Ölvisholt Brugghús is a small farmhouse brewery in the southwest part of the country. While their other staple beers are more subdued—a wheat ale (Freyja), red ale (Móri), and premium lager (Skjálfti)—the latter two along with Lava point to the region’s volatile nature. Skjálfti is Icelandic for “earthquake,” while Móri commemorates a lost soul from a previous eruption. We almost forgot to mention: Ölvisholt Brugghús overlooks Hekla, an active volcano.

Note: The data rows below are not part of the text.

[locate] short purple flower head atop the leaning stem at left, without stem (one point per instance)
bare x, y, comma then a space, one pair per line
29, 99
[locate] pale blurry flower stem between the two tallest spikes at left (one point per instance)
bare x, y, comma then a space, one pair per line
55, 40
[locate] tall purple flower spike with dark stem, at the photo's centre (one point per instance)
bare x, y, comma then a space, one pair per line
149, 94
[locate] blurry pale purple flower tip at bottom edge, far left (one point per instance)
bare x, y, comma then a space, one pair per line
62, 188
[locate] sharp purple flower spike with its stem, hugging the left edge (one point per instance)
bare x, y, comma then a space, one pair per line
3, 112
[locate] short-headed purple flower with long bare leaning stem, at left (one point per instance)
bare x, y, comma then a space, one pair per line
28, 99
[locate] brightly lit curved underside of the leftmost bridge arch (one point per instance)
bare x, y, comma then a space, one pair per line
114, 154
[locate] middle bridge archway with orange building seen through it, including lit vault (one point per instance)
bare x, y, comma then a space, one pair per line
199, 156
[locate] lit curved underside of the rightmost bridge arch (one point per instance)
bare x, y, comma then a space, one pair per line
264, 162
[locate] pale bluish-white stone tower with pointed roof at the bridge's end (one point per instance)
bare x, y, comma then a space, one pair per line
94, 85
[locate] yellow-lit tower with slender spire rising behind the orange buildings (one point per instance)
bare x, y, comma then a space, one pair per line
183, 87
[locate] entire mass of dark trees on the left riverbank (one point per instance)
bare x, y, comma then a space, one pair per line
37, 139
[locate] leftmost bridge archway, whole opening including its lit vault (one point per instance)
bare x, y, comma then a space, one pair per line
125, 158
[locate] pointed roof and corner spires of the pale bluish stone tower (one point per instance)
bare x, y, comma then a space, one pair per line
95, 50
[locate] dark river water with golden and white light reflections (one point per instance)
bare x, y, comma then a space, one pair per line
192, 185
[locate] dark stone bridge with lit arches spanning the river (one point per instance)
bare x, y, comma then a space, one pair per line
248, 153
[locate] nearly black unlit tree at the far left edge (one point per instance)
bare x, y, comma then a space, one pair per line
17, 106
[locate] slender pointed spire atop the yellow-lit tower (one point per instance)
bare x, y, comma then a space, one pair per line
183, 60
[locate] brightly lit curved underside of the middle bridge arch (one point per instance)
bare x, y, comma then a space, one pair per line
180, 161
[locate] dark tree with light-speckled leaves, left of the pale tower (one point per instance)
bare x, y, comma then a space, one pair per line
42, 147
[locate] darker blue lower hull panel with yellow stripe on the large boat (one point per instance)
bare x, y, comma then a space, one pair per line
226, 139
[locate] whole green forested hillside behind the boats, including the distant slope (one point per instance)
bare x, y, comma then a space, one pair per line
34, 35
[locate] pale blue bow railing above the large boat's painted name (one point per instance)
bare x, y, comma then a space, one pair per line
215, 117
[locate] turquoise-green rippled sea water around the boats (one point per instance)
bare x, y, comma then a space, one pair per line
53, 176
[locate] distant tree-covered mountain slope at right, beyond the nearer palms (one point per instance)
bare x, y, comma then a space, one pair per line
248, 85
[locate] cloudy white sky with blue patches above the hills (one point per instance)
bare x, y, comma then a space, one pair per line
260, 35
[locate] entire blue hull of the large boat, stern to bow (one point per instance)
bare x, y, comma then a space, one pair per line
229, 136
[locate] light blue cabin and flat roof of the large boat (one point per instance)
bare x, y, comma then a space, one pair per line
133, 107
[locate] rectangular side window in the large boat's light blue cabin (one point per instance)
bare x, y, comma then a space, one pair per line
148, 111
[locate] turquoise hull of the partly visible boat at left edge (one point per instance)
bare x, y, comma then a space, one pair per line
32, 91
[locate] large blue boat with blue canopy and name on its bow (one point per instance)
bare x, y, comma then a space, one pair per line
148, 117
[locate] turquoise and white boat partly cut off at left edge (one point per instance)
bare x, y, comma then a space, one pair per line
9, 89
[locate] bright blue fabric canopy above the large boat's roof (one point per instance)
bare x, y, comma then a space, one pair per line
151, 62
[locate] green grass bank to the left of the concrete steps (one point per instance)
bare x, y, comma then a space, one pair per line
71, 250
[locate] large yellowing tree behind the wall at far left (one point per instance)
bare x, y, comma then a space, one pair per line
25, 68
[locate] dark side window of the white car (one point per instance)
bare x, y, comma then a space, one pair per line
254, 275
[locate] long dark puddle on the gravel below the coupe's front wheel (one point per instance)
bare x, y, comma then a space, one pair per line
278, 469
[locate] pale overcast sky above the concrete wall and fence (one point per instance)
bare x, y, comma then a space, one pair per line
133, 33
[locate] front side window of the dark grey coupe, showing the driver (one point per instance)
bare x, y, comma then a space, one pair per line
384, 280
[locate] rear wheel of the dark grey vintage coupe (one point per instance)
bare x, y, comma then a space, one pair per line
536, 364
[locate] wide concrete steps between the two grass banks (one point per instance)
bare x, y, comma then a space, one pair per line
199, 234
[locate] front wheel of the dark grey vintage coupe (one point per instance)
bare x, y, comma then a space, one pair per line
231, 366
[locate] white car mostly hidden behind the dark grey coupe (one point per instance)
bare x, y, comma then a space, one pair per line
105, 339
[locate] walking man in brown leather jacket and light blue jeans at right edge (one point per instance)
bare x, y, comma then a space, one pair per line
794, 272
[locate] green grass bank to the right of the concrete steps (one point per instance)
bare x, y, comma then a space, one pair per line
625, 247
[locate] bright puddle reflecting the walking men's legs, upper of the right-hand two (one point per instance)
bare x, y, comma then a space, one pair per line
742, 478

Lava’s label, depicting a vibrant orange eruption on an icy mountaintop, represents the view from the brewhouse’s door. In their World Atlas of Beer, authors Stephen Beaumont and Tim Webb stated this about the beer itself: “The finest achievement of modern Icelandic brewing is this amazing, top-class smoke imperial stout, which hit the beer world, as it will your palate, like a volcanic eruption.” We think our members are in for a special treat this month.

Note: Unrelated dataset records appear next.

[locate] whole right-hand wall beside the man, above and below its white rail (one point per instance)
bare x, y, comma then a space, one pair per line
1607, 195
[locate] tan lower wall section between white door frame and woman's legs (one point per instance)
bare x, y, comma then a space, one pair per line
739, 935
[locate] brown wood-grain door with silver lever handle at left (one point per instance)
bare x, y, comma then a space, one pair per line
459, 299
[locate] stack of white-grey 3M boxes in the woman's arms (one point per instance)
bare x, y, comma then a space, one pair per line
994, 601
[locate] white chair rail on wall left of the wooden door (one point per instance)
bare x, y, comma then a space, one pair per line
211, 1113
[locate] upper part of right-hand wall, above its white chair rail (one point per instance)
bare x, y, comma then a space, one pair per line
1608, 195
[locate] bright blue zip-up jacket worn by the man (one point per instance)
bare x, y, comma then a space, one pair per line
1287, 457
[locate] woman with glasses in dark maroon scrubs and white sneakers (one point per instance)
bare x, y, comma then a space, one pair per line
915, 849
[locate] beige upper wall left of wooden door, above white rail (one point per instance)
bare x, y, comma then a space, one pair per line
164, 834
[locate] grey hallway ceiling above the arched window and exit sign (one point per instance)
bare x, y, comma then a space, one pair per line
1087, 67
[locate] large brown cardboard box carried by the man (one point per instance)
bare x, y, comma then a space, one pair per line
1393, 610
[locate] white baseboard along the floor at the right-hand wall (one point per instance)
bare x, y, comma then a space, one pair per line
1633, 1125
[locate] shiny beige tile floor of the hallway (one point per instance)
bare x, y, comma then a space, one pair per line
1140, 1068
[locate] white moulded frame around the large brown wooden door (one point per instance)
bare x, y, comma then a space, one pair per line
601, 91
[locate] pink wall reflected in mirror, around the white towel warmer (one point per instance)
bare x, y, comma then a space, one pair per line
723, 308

Lava sees only very limited distribution in the U.S. through Vanberg & DeWulf. This beer, at least at first, was intended for the burgeoning Swedish craft beer market, but today it makes it to North America and a few other Nordic countries as well. Vanberg & DeWulf provide a few appropriate Icelandic literature choices for pairing alongside bottles of Lava, and we are nothing here at The Rare Beer Club™ if not patrons of the arts. Check out the olden Njáls saga, Noble Laureate Halldór Laxness, and Delicious Iceland by Volundur Snaer Volundarson. (On a side note: we tend to implicitly like people with names like Volundur Snaer Volundarson.)

By Ken Weaver

“Smoked” beers—like “barrel-aged,” say, or “fruit” beers—cover an atypically wide territory relative to more traditional, cordoned-off beer styles. Smoked barley malt can be swapped in for traditional malt in just about any beer recipe, in the same way that (for better or worse, of course) any beer could conceivably be aged in barrels or have fruit added. “Smoked” is more a secondary descriptor, such that smoked beers can beg the question: “Sure, but what kind?”

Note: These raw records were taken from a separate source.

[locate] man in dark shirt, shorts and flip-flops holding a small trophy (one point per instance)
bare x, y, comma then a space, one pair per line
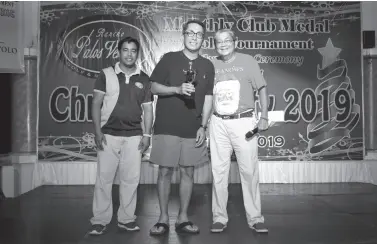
182, 113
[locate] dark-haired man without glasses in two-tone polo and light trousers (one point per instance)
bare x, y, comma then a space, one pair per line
121, 94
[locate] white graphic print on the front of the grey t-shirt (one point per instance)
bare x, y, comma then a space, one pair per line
227, 96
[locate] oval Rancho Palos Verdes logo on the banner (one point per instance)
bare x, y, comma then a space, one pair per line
91, 44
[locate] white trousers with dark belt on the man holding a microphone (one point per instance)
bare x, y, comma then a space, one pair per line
226, 135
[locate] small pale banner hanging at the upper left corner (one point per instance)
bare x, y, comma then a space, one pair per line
11, 37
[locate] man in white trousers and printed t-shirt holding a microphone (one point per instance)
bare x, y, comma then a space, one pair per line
237, 77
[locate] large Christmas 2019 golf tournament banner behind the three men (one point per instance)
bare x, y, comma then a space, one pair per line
309, 52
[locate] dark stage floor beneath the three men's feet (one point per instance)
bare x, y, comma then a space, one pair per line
295, 213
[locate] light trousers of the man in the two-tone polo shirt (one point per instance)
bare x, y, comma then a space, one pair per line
122, 152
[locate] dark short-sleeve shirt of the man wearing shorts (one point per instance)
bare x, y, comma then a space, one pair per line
176, 115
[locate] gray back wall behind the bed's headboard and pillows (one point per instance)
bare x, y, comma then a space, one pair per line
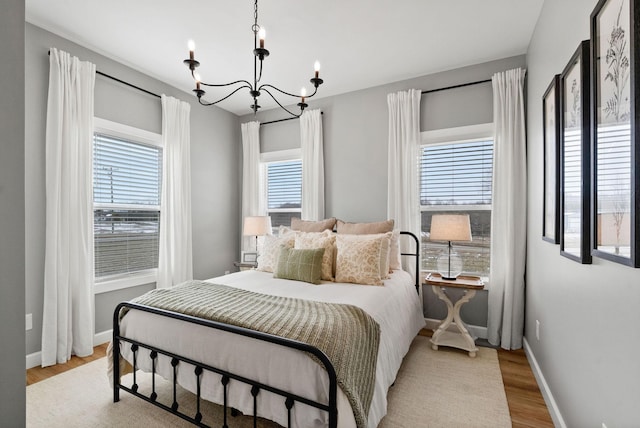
355, 127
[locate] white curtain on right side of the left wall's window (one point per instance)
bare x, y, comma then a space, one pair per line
175, 258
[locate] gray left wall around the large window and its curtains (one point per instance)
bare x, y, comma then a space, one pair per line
215, 156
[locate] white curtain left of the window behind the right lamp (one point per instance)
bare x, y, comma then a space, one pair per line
403, 203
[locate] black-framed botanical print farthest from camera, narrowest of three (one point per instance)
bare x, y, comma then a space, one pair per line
551, 155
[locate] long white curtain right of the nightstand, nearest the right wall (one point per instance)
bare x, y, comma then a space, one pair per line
508, 217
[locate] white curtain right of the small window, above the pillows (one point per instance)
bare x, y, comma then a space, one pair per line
312, 165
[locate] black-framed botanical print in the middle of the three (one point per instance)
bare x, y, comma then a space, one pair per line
575, 164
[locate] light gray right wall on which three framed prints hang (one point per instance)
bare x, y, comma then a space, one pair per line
588, 348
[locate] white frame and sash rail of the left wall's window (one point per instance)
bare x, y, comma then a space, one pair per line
136, 135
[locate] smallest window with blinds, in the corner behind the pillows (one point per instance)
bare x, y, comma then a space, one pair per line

Particularly for those of us who tuned in to Germany’s Schlenkerla offerings early on in our individual beer-tasting histories, those beers are so smoke-forward and exquisitely good that they provide a glimpse of what narrower style categories of smoked beer (or Bamberg’s style of rauchbier, at least) can look like: with a fiery but accessible focus of roast, inky smoke, and herbal wood character leading the charge. In every delicious sip of Schlenkerla’s Urbock, for example, or their Lenten-season Fastenbier, there’s no mistaking that this is a smoked beer.

Those are the first examples I tend to think about on the subject of smoked beers; we revert to the archetypes. But there are so many other opportunities to include smoked malt in beer, in ways that don’t necessarily rely upon those smoky elements to carry the whole show. Lava from Ölvisholt Brugghús is a great example of smoked beer that works on a slightly different level, putting its smoked-infused bitterness at equal volume to that underlying base imperial stout. Alaskan Brewing’s famous alder-wood-based Smoked Porter suggests a similar chord. Thinking of smoked barley malt as a measurable ingredient—whether via alder, beech wood, peat, or other combustible—clarifies its role. “Smoked” isn’t a style. It’s an extra dimension.